This document describes an intermediate representation format for uFork modules. It encodes an abstract syntax tree (AST) that describes the logical structure of a uFork module. Symbolic named-references abstract away specific quad-memory addresses, allowing the linker/loader to layout the memory image however it sees fit. Module dependencies are loaded recursively. Symbolic names designate references to values from imported modules. Only exported symbols are visible outside of a module.
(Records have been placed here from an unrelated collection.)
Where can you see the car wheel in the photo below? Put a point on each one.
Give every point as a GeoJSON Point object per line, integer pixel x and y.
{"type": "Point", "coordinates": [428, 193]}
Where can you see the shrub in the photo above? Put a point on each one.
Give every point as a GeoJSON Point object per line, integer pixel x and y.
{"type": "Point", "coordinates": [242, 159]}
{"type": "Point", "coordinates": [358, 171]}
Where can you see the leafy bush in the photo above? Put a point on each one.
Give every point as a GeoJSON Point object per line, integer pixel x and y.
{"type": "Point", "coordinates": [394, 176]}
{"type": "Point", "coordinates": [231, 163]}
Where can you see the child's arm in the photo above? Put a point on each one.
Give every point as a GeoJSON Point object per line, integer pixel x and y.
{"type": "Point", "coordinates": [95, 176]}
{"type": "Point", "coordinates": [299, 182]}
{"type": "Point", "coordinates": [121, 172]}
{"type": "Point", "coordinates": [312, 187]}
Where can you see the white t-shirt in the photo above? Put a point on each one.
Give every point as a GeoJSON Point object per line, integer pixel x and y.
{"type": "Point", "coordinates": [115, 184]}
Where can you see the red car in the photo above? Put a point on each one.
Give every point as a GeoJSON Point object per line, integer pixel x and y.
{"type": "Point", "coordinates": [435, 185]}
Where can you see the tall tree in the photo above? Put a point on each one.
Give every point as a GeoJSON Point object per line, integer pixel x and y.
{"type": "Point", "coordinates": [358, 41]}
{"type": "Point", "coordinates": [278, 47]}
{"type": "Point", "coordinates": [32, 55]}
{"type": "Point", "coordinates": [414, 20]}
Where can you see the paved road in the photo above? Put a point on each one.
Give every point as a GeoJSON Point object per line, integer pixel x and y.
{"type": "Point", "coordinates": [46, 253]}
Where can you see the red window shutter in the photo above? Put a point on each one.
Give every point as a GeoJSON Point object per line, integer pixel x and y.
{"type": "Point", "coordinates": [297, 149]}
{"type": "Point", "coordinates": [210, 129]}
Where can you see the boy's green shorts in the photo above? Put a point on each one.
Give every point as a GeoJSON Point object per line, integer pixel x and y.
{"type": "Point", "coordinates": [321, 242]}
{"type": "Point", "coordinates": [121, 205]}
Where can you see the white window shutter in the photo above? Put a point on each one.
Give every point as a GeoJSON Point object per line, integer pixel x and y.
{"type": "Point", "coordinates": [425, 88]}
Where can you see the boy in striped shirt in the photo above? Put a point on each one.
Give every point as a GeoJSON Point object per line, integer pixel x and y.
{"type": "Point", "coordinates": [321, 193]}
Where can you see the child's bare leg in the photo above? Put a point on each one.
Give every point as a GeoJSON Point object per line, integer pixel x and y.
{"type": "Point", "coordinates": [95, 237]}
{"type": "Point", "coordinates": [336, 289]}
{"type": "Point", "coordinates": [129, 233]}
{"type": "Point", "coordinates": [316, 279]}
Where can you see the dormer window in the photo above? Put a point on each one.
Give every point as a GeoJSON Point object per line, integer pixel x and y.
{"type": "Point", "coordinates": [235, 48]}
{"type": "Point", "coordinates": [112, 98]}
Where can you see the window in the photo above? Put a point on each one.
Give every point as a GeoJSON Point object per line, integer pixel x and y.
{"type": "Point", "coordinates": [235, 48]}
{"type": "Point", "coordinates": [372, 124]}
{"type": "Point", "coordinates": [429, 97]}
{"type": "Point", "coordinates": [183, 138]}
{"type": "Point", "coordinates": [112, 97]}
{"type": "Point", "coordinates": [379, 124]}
Each CRLF object describes a single module.
The top-level ast
is a module object.
{
"lang": "uFork",
"ast": <module>
}
A module describes its imports, its definitions, and its exports.
{
"kind": "module",
"import": {
<name>: <src>,
<name>: <src>,
...
},
"define": {
<name>: <value>,
<name>: <value>,
...
},
"export": [
<name>,
<name>,
...
]
}
Each import consists of a name and src string. The import's name is private to the module, and can be any string whatsoever. The src tells the loader where to find the module. The format of src strings depends on the system.
Each definition consists of a name and a value. The name can be any string. The value is a literal, fixnum, type, pair, dict, instr, or ref.
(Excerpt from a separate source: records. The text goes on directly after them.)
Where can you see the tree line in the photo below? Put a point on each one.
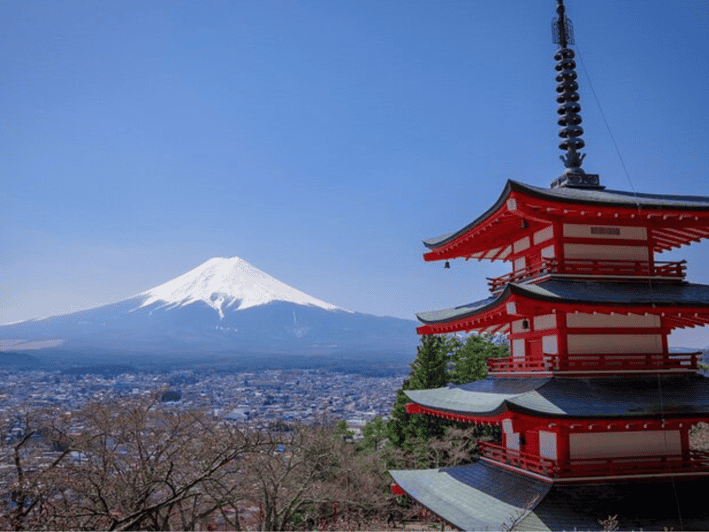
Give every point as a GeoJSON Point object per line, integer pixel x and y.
{"type": "Point", "coordinates": [145, 465]}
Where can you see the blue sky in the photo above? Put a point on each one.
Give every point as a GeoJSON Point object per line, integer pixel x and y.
{"type": "Point", "coordinates": [320, 141]}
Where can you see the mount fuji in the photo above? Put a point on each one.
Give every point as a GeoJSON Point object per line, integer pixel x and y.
{"type": "Point", "coordinates": [224, 307]}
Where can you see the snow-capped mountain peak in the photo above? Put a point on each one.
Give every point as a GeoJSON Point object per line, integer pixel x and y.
{"type": "Point", "coordinates": [222, 283]}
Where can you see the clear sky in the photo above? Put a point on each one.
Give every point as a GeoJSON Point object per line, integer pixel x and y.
{"type": "Point", "coordinates": [321, 141]}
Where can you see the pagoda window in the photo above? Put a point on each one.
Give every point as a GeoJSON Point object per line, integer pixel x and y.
{"type": "Point", "coordinates": [521, 245]}
{"type": "Point", "coordinates": [621, 444]}
{"type": "Point", "coordinates": [582, 319]}
{"type": "Point", "coordinates": [520, 326]}
{"type": "Point", "coordinates": [592, 344]}
{"type": "Point", "coordinates": [511, 438]}
{"type": "Point", "coordinates": [544, 322]}
{"type": "Point", "coordinates": [606, 252]}
{"type": "Point", "coordinates": [547, 445]}
{"type": "Point", "coordinates": [548, 252]}
{"type": "Point", "coordinates": [543, 235]}
{"type": "Point", "coordinates": [605, 232]}
{"type": "Point", "coordinates": [518, 347]}
{"type": "Point", "coordinates": [550, 345]}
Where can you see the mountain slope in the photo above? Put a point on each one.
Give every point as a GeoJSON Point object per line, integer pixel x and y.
{"type": "Point", "coordinates": [224, 306]}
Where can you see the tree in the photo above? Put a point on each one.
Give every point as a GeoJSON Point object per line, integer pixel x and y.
{"type": "Point", "coordinates": [142, 465]}
{"type": "Point", "coordinates": [426, 441]}
{"type": "Point", "coordinates": [373, 434]}
{"type": "Point", "coordinates": [429, 370]}
{"type": "Point", "coordinates": [469, 363]}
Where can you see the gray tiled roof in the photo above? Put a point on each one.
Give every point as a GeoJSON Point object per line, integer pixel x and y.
{"type": "Point", "coordinates": [473, 497]}
{"type": "Point", "coordinates": [574, 397]}
{"type": "Point", "coordinates": [591, 292]}
{"type": "Point", "coordinates": [484, 497]}
{"type": "Point", "coordinates": [586, 197]}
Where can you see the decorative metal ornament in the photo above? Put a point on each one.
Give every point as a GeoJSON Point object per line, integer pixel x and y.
{"type": "Point", "coordinates": [569, 106]}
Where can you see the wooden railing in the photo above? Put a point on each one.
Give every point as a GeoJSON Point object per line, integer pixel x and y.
{"type": "Point", "coordinates": [596, 363]}
{"type": "Point", "coordinates": [592, 268]}
{"type": "Point", "coordinates": [529, 462]}
{"type": "Point", "coordinates": [691, 462]}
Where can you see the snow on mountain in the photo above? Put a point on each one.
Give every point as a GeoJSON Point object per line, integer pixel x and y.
{"type": "Point", "coordinates": [223, 283]}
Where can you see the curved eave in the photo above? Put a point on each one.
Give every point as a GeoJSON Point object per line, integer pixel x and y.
{"type": "Point", "coordinates": [686, 305]}
{"type": "Point", "coordinates": [473, 497]}
{"type": "Point", "coordinates": [590, 398]}
{"type": "Point", "coordinates": [678, 220]}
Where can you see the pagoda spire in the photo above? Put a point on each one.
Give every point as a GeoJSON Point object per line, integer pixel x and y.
{"type": "Point", "coordinates": [569, 106]}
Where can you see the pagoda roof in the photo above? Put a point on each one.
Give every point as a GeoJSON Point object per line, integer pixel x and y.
{"type": "Point", "coordinates": [478, 238]}
{"type": "Point", "coordinates": [577, 295]}
{"type": "Point", "coordinates": [572, 397]}
{"type": "Point", "coordinates": [473, 497]}
{"type": "Point", "coordinates": [481, 496]}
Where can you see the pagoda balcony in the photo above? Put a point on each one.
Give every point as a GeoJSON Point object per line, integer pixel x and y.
{"type": "Point", "coordinates": [603, 363]}
{"type": "Point", "coordinates": [691, 463]}
{"type": "Point", "coordinates": [592, 268]}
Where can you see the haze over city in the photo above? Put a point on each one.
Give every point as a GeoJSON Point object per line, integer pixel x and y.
{"type": "Point", "coordinates": [318, 141]}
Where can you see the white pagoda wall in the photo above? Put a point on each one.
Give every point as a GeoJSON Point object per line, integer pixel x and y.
{"type": "Point", "coordinates": [605, 342]}
{"type": "Point", "coordinates": [610, 444]}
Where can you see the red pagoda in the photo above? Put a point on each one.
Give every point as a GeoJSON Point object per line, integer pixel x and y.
{"type": "Point", "coordinates": [595, 409]}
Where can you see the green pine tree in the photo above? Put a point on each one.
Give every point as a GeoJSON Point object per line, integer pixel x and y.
{"type": "Point", "coordinates": [469, 363]}
{"type": "Point", "coordinates": [429, 370]}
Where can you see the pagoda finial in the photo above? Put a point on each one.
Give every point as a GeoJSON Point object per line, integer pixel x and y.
{"type": "Point", "coordinates": [569, 107]}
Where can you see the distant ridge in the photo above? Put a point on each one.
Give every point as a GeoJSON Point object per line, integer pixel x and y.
{"type": "Point", "coordinates": [224, 307]}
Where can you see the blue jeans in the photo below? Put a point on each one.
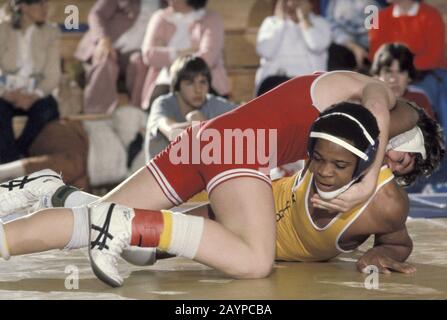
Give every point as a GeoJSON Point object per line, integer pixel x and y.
{"type": "Point", "coordinates": [41, 112]}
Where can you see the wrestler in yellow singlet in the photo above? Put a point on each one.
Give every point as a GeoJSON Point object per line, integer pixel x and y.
{"type": "Point", "coordinates": [297, 237]}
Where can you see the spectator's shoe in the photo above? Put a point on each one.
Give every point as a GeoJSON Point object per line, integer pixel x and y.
{"type": "Point", "coordinates": [29, 193]}
{"type": "Point", "coordinates": [110, 233]}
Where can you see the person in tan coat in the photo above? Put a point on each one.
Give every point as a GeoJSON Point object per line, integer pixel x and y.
{"type": "Point", "coordinates": [30, 71]}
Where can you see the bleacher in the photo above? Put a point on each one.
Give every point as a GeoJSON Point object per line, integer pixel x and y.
{"type": "Point", "coordinates": [241, 21]}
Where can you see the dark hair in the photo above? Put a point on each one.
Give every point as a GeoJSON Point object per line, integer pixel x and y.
{"type": "Point", "coordinates": [389, 52]}
{"type": "Point", "coordinates": [344, 128]}
{"type": "Point", "coordinates": [434, 146]}
{"type": "Point", "coordinates": [16, 13]}
{"type": "Point", "coordinates": [196, 4]}
{"type": "Point", "coordinates": [187, 68]}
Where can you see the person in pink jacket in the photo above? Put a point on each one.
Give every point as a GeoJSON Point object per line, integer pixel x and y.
{"type": "Point", "coordinates": [184, 27]}
{"type": "Point", "coordinates": [110, 51]}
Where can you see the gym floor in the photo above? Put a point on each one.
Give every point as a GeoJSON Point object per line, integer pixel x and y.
{"type": "Point", "coordinates": [43, 276]}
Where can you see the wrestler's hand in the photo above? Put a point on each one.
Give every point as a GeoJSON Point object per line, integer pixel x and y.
{"type": "Point", "coordinates": [25, 101]}
{"type": "Point", "coordinates": [195, 115]}
{"type": "Point", "coordinates": [357, 194]}
{"type": "Point", "coordinates": [11, 96]}
{"type": "Point", "coordinates": [384, 263]}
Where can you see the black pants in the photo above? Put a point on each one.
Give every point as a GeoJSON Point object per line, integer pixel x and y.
{"type": "Point", "coordinates": [41, 112]}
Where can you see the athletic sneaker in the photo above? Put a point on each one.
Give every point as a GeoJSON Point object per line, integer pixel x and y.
{"type": "Point", "coordinates": [110, 233]}
{"type": "Point", "coordinates": [29, 193]}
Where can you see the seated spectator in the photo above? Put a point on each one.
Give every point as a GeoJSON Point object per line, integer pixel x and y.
{"type": "Point", "coordinates": [86, 153]}
{"type": "Point", "coordinates": [184, 27]}
{"type": "Point", "coordinates": [349, 50]}
{"type": "Point", "coordinates": [417, 25]}
{"type": "Point", "coordinates": [421, 28]}
{"type": "Point", "coordinates": [110, 52]}
{"type": "Point", "coordinates": [292, 42]}
{"type": "Point", "coordinates": [30, 72]}
{"type": "Point", "coordinates": [188, 101]}
{"type": "Point", "coordinates": [393, 63]}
Definitions are private by default. Only definitions whose names are included in
the export
array will be accessible by other modules.
In the following example, URLs and relative paths are used as src strings. The
apple
definition remains private whereas the orange
definition is
exported.
{
"kind": "module",
"import": {
"std": "https://ufork.org/lib/std.json",
"pear": "./pear.json"
},
"define": {
"apple": ...,
"orange": ...
},
"export": [
"orange"
]
}
Anywhere a value is expected, a ref may be provided instead. A ref refers to a value by name.
{
"kind": "ref",
"module": <name>,
"name": <name>
}
If the module
property is specified, the ref refers to an imported value.
Otherwise it refers to one of the definitions. For example,
{
"kind": "ref",
"module": "std",
"name": "commit"
}
refers to the "std" module's commit
export, and
{
"kind": "ref",
"name": "apple"
}
refers to the apple
definition.
There are four literal values: undef, nil, true, and false.
{"kind": "literal", "value": "undef"}
undef represents the absence of a value.
{"kind": "literal", "value": "nil"}
nil is used to terminate recursive data structures, for example a list of pairs.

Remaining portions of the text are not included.